La tyrannie du clin d’oeil ;)

Billet où il ne sera pas question de l’image qu’imposent les magazines féminins aux pauvres jeunes filles souffrant d’embonpoint.

Pour quelqu’un qui gagne sa vie à aligner les mots de la meilleure façon qu’il soit pour se faire comprendre le plus clairement possible, le clin d’œil, pas le mouvement de paupière, mais le binôme constitué d’un point virgule suivi d’une parenthèse droite, est un aveu d’échec. Il est, au même titre que l’acronyme «lol», le résultat d’une incapacité à communiquer une émotion toute simple comme le rire ou, dans le cas du clin d’œil, une certaine forme de connivence, sans passer par un raccourci clavier.

Plus insultant encore pour ceux dont écrire est la principale activité, comme une image vaut mille mots et encore plus de caractères typographiques, de l’union de «;» et de «)» naît désormais un petit dessin, et dans le pire des cas, un dessin en trois dimensions ou en .gif animé.

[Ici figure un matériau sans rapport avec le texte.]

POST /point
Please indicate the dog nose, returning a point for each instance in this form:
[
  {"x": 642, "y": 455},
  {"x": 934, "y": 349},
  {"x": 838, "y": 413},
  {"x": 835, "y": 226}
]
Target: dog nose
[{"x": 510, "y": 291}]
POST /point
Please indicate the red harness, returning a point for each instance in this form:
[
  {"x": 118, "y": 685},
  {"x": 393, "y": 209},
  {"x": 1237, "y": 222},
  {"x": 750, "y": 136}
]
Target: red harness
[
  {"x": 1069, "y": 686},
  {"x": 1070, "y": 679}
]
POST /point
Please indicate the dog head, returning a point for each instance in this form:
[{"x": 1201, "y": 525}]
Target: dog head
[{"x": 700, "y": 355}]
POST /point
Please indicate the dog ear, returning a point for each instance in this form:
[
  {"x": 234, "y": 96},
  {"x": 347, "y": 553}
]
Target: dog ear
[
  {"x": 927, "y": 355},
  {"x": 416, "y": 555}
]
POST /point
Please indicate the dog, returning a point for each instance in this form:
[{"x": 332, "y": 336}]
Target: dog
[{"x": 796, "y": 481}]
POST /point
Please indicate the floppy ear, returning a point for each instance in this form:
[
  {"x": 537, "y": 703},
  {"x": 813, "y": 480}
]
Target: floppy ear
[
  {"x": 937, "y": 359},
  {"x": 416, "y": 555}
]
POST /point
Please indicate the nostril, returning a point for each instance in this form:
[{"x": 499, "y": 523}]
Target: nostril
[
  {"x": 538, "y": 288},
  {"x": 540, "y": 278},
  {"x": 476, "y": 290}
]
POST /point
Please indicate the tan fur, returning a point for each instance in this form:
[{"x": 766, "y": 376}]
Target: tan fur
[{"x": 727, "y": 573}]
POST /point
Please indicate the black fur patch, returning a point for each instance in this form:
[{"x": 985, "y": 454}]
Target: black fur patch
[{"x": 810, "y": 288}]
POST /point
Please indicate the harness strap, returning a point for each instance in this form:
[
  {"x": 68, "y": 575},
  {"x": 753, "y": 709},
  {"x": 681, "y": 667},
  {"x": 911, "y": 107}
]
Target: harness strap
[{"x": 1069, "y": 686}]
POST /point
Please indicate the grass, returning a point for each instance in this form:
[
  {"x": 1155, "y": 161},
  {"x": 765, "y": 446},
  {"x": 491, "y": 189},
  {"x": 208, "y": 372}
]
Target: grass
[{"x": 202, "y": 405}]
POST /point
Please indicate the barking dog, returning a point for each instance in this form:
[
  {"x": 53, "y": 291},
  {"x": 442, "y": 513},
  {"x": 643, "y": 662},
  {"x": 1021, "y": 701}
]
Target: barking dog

J’ai toujours refusé de me résoudre à écrire «lol», même dans les séances de clavardage les plus rigolotes. D’abord, c’est un anglicisme puisqu’il s’agit de l’abréviation de l’expression «laughing out loud», mais surtout, je continue à éprouver de l’affection pour l’interjection «Ah! Ah! Ah!», qui, convenons-en, a fait ses preuves depuis longtemps pour signifier l’hilarité. Déjà que je considère qu’il y a abus de points d’exclamation dès que leur emploi n’est pas grammaticalement justifié, imaginez mon rapport à «lol» et aux phrases qui se terminent par un tsunami de «!!!!!». Comme disait F. Scott Fitzgerald : «An exclamation point is like laughing at your own joke». Conclusion : l’internet est rempli de Peter MacLeod.

J’ai toutefois cédé à ce conservatisme typographique devant la nécessité du clin d’œil, que j’ai, dans un moment de faiblesse, jugé utile, tantôt pour atténuer l’effet d’un courriel en palliant l’absence d’information non verbale propre à la communication électronique, tantôt par paresse, pour éviter d’avoir à expliquer en menus détails la signification précise d’une phrase légèrement baveuse. J’ai tout de même usé du symbole avec parcimonie. Comme dans :

«Merci pour ce dessert des dieux, il valait amplement les 30 minutes de tapis roulant ;)»

Ici, le clin d’œil remplace autant de mots que : «ce n’était vraiment pas nécessaire, ces 450 calories, et c’est un peu de ta faute si j’ai dû me clancher une demi-heure de plus au gym, mais cette verrine de chocolat au caramel m’a néanmoins fait passer un agréable moment».

Vous conviendrez que c’est pratique.

Malgré ça, malgré que j’aie pilé maintes fois sur mon orgueil d’auteure en utilisant l’amalgame graphique ici décrié à des fins d’esthétique sociale, paraît que mes courriels sont encore parmi les plus expéditifs. Genre que si j’étais un de mes courriels, je serais Denise Filiatrault.

Combien de fois ai-je froissé un égo ou semé le doute quant à ma bienveillance ou ma complicité par la simple omission d’un «;-)»? Comme si mon incapacité à m’abaisser à l’écriture vernaculaire de l’ère électronique faisait de moi une sorte d’autiste de l’internet. Comme si l’absence de sourires et autres froncements de sourcils de ma vie virtuelle donnait aux gens l’impression que je n’ai, comme disait ma grand-mère, pas de façons. Comme si la langue écrite, qui s’en était pourtant bien tirée jusque-là, des correspondances de Joséphine aux traités de paix, ne répondait plus à elle seule aux exigences de la bienséance. Comme si la politesse et l’adéquation sociale passaient désormais exclusivement par l’emploi d’onomatopées d’usage tel que «lol».

L’autre jour, j’ai appris que «lol» avait fait son entrée dans le Petit Robert 2013, aux côtés des mots «ambitionner» et «sloche», ainsi que de l’expression «se sucrer le bec». Je n’ai rien contre l’ajout de nouveaux mots à la langue française, surtout quand ils viennent du Québec. J’aurais difficilement pu écrire un livre sur les «dépanneurs», si j’avais été contre l’évolution de la langue.

J’aimerais juste qu’on se questionne sur les raisons qui nous poussent à utiliser des dessins pour écrire et sur la rectitude sociale qui fait en sorte qu’une phrase peut désormais créer un malaise si elle n’est pas ponctuée d’un sourire. Un jour, le mot «arrêt» sera jugé trop dur, et nos rues seront parsemées de pancartes octogonales rouges, sur lesquelles on pourra lire «stp arrête lol ;)». Je vous aurai prévenus.